Il est impossible ces derniers temps d'échapper aux débats autour de la réforme fiscale qui occupe le gouvernement. Alors que le rapport du Conseil Supérieur des Finances va fêter son deuxième anniversaire, celui du ministre – « épure pour une vaste réforme fiscale » va quant à lui souffler sa première bougie. La complexité redoutable de notre système fiscal, combinée aux jeux traditionnels de coalition, semble pourtant nous conduire vers un statu quo presque inévitable.
Dans cette perspective, la théorie de John Nash est plus que jamais d’actualité pour comprendre le mécanisme d’action (ou d’inaction) de nos décideurs. Selon sa théorie, un équilibre est atteint lorsque chaque joueur, connaissant les actions des autres joueurs, ne peut pas améliorer son propre gain en changeant unilatéralement de stratégie. A priori, chaque parti devrait avoir en commun la maximisation du bien-être global des citoyens. Mais la priorité reste pour chaque parti de satisfaire ses électeurs et maximiser ses gains politiques. La situation d’une négociation politique peut être assimilée au dilemme collectif. Les parties peuvent choisir entre coopérer et obtenir un résultat optimal collectif, ou à l’inverse maximiser le résultat individuel, au détriment de l’intérêt général.
Dans certains cas, les négociations politiques peuvent aussi être perçues comme des jeux à somme nulle, où les gains d'un acteur correspondent aux pertes des autres acteurs. Les partis politiques peuvent alors adopter une mentalité compétitive et chercher à maximiser leurs propres gains aux dépens des autres. Cette mentalité peut conduire à des confrontations et des impasses qui empêchent l'émergence d'un accord bénéfique pour toutes les parties.
D'autres notions telles que la théorie des jeux répétés peuvent s’avérer éclairantes. Les partis politiques peuvent adopter des stratégies de réciprocité, où ils réagissent aux actions des autres en fonction de leur comportement passé. La recherche d'un équilibre peut alors impliquer des compromis et des concessions à court terme pour favoriser la coopération à long terme (ou sur d'autres dossiers…).

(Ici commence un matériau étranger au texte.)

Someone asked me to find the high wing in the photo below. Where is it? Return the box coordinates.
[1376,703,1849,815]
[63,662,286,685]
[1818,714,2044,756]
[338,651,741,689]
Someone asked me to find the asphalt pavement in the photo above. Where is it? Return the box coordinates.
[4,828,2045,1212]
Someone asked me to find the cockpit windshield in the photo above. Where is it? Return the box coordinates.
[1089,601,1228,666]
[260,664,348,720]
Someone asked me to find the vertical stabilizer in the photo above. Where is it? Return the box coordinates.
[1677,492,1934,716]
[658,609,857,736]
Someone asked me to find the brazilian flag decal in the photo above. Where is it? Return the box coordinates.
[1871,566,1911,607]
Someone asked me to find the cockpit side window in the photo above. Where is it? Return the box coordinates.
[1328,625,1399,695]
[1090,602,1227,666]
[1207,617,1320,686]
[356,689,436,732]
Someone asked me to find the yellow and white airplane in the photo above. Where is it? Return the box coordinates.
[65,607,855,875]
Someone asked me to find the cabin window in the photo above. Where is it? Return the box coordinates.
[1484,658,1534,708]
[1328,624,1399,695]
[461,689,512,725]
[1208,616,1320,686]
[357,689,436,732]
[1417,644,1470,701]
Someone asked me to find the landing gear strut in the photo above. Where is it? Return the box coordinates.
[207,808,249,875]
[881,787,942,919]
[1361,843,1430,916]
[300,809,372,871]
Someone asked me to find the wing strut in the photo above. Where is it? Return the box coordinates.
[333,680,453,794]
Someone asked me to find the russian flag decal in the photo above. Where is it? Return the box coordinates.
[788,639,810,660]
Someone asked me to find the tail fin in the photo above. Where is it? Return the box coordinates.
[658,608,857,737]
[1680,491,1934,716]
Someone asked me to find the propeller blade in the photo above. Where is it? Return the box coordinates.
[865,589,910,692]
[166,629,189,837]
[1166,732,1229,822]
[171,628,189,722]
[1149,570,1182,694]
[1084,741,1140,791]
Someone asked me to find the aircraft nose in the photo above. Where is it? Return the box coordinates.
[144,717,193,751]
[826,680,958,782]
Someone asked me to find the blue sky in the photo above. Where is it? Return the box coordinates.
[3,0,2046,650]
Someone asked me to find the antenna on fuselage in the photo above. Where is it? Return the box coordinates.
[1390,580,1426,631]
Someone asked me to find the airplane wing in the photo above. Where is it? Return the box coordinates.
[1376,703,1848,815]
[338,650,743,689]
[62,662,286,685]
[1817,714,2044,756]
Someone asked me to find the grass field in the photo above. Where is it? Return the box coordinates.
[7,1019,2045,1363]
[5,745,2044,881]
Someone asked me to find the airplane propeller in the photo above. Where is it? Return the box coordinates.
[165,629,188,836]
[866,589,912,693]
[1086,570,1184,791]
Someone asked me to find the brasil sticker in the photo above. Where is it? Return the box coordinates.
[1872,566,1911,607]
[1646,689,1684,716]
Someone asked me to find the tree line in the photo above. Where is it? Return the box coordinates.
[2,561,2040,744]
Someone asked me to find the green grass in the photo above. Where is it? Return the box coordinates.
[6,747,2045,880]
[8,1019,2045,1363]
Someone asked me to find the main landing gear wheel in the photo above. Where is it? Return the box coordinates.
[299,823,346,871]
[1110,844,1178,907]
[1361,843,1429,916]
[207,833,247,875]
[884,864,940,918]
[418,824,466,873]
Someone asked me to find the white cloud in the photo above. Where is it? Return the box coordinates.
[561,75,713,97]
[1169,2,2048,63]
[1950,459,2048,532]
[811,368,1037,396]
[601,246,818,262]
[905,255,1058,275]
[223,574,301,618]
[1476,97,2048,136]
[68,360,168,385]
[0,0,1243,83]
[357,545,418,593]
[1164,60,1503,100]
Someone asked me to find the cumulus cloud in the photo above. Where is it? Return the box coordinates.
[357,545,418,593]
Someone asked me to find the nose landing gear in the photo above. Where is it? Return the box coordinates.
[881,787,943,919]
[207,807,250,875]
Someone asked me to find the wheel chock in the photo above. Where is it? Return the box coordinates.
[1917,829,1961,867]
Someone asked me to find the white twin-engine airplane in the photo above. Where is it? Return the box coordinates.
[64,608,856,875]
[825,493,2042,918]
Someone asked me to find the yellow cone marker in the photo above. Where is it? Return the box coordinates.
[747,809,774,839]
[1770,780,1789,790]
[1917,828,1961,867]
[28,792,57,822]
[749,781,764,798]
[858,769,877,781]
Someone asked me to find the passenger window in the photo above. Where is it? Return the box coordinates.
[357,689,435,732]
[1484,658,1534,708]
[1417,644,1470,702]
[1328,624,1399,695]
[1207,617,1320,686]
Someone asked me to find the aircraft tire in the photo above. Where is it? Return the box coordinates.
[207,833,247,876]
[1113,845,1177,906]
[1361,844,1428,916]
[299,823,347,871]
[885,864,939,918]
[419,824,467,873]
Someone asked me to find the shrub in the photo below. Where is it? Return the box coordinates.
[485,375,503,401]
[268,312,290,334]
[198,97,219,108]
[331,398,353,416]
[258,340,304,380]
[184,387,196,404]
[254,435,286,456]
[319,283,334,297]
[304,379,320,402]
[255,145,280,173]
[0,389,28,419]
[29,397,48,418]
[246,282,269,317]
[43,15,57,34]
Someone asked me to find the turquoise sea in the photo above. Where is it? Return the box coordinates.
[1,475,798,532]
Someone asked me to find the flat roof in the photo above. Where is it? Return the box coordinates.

Toute réforme fiscale profonde semble par conséquent extrêmement compliquée à mettre en œuvre. Un équilibre – et donc une réforme - reste toutefois possible, même s’il est peu probable que celui-ci soit optimal. Quelques ajustements dans l’approche pourraient toutefois faciliter l’obtention d’un résultat.
Au-delà de l'incertitude quant à la réalisation effective d'une réforme, ce qui est probablement le plus frappant, c'est l'absence de messages positifs à l'égard des entrepreneurs. Ces derniers sont souvent stigmatisés et pris pour cibles, notamment avec la disparition potentielle de régimes spécifiques. Lorsque l'on observe la composition des groupes d'experts ou membres de cabinets, on constate que les entrepreneurs, ceux qui ont osé prendre des risques et connaissent les difficultés qu'ils ont dû surmonter, sont malheureusement sous-représentés. Il en va de même pour d’autres catégories de personnes. La présence des femmes est d’ailleurs quasi inexistante dans les discussions politiques liées à la fiscalité.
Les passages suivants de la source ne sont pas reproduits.